Data for Breakfast Around the World

Drive impact across your organization with data and agentic intelligence.

Snowflake for DevelopersGuidesSnowpark Python: Top Three Tips for Optimal Performance

Snowpark Python: Top Three Tips for Optimal Performance

Snowpark
Jonathan Tao and Hanbing Yan

Overview

This Quickstart guide contains key tips for optimal performance when using Snowpark Python. The guide is broken up into multiple labs, each covering a key concept that can improve performance and/or efficiency while running workloads in Snowpark.

Prerequisites

What You’ll Learn

In this quickstart, you will learn how to make optimized decisions when using Snowpark Python. These choices will be compared with others to show performance improvements. Each concept is broken up into a lab, listed below:

  • Lab 1: Using Snowpark dataframes perform ~8X faster compared to Pandas dataframes
  • Lab 2: Using Vectorized UDFs can improve numerical computations by 30-40%
  • Lab 3: Using Cachetools library to improve performance up to 20x (~20 mins)

What You’ll Need

  • A Snowflake account with Anaconda Packages enabled by ORGADMIN. If you do not have a Snowflake account, you can register for a free trial account.
  • A Snowflake account login with ACCOUNTADMIN role. If you have this role in your environment, you may choose to use it. If not, you will need to 1) Register for a free trial, 2) Use a different role that has the ability to create database, schema, tables, stages, tasks, user-defined functions, and stored procedures OR 3) Use an existing database and schema in which you are able to create the mentioned objects.

Setup

Python Environment Setup

Let's set up the Python environment necessary to run this quickstart:

First, clone the source code for this repo to your local environment:

git clone https://github.com/Snowflake-Labs/sfguide-snowpark-python-top-three-tips-for-optimal-performance
cd sfguide-snowpark-python-top-three-tips-for-optimal-performance

Snowpark Python via Anaconda

aside positive IMPORTANT:

  • If you are using a machine wth Apple M1 chip, follow these instructions to create the virtual environment and install Snowpark Python instead of what's described below.

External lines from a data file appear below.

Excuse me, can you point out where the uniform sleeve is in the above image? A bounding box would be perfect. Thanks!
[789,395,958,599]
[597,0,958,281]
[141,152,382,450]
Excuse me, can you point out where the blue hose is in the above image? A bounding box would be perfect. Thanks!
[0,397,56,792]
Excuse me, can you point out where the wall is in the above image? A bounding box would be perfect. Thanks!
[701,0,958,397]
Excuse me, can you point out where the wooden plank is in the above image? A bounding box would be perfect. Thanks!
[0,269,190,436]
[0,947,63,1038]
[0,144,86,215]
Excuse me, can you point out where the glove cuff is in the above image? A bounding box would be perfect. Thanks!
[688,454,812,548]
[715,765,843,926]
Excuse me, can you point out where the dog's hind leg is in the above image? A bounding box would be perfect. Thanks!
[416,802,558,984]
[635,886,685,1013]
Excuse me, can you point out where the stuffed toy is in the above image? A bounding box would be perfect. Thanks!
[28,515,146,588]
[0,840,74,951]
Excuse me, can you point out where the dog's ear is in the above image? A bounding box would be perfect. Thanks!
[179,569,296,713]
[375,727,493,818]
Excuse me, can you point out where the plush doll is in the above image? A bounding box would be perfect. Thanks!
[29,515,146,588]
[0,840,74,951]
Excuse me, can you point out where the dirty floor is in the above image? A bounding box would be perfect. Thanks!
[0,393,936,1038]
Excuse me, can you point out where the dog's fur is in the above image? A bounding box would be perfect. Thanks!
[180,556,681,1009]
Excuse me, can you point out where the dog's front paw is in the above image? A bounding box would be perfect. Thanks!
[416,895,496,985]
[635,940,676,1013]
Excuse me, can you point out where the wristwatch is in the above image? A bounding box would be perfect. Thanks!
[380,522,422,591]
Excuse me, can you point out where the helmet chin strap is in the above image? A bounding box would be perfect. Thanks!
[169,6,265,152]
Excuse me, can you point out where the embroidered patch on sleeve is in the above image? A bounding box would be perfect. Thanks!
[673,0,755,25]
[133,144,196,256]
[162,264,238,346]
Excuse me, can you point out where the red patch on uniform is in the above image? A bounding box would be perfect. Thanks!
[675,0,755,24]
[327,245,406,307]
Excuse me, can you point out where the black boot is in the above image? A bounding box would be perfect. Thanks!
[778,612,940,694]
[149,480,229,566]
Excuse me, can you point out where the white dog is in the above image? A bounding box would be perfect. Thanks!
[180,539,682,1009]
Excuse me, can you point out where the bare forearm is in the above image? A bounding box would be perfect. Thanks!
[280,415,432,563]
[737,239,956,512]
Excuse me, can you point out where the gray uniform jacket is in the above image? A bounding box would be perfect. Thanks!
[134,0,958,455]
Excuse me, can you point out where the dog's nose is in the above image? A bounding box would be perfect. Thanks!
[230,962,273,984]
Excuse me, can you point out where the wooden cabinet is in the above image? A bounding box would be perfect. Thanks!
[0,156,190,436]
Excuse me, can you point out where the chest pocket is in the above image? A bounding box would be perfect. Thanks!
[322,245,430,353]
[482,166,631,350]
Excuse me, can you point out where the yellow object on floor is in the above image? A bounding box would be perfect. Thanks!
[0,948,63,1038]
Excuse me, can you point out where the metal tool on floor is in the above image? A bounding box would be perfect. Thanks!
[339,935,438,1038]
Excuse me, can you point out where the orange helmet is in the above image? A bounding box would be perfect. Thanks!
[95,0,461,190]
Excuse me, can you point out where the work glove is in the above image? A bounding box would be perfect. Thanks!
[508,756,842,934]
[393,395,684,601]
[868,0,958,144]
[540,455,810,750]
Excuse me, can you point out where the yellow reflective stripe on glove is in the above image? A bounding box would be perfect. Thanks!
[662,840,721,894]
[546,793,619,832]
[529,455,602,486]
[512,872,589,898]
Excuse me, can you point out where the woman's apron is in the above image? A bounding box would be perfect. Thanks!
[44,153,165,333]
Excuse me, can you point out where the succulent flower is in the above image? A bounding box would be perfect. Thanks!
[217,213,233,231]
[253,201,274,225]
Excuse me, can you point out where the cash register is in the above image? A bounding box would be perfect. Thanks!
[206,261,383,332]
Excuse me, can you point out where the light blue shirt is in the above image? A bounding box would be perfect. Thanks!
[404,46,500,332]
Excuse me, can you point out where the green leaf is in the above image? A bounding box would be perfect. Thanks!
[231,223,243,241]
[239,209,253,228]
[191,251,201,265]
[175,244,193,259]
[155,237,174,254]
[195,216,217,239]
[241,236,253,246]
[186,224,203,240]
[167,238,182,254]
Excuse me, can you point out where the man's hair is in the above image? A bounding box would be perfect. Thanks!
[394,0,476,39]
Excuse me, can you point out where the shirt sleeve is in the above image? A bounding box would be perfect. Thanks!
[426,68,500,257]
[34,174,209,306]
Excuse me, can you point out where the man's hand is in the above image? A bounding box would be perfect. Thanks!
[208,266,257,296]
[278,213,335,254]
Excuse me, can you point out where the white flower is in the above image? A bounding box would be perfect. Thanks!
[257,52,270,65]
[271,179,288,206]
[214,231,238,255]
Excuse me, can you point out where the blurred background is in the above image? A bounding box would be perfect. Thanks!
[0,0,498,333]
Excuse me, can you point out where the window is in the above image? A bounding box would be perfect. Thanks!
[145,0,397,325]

If you are using Anaconda on your local machine, create a conda env for this quickstart:

conda env create -f conda_env.yml
conda activate pysnowpark

Conda will automatically install snowflake-snowpark-python and all other dependencies for you.

Now, launch Jupyter Notebook on your local machine:

jupyter notebook

Troubleshooting pyarrow related issues

  • If you have pyarrow library already installed, uninstall it before installing Snowpark.
  • If you do not have pyarrow installed, you do not need to install it yourself; installing Snowpark automatically installs the appropriate version.
  • Do not reinstall a different version of pyarrow after installing Snowpark.

Snowflake Environment Setup

Create a fresh database in your Snowflake account for the following labs. Login to Snowsight and issue the following command:

CREATE DATABASE SNOWPARK_BEST_PRACTICES_LABS;

We'll also standardize the warehouse we will use for the following labs. Run the following command:

CREATE OR REPLACE WAREHOUSE compute_wh WAREHOUSE_SIZE=SMALL INITIALLY_SUSPENDED=TRUE;

Edit the credentials.json file

Throughout all the following labs, we will need to connect your notebook IDE to Snowflake. This is done via a credentials file. Edit the credentials.json file found in the cloned repo with your Snowflake account information.

  • Provide your account information, username, and password.
  • Ensure the role you are specifying upon login will have access to the database you just created.
  • Specify default warehouse as COMPUTE_WH as created above.
  • Specify the default database as SNOWPARK_BEST_PRACTICES_LABS and default schema as PUBLIC.

Lab 1 (Snowpark Dataframes) - Overview

Snowpark is essentially a wrapper that converts Spark or Pandas APIs into SQL when executing and data engineers don't need to spend excessive time to find out how it works behind scenes. This notebook guides you through why we should use Snowpark Dataframe and avoid using Pandas Data Frame.

Though Pandas has tons of really good APIs in day-to-day DE job, the challenge with Pandas is that it does not scale with your data volume linearly due to single-machine processing. For example, Pandas fails with out-of-memory error if it attempts to read a dataset that is larger than the memory available in a single machine.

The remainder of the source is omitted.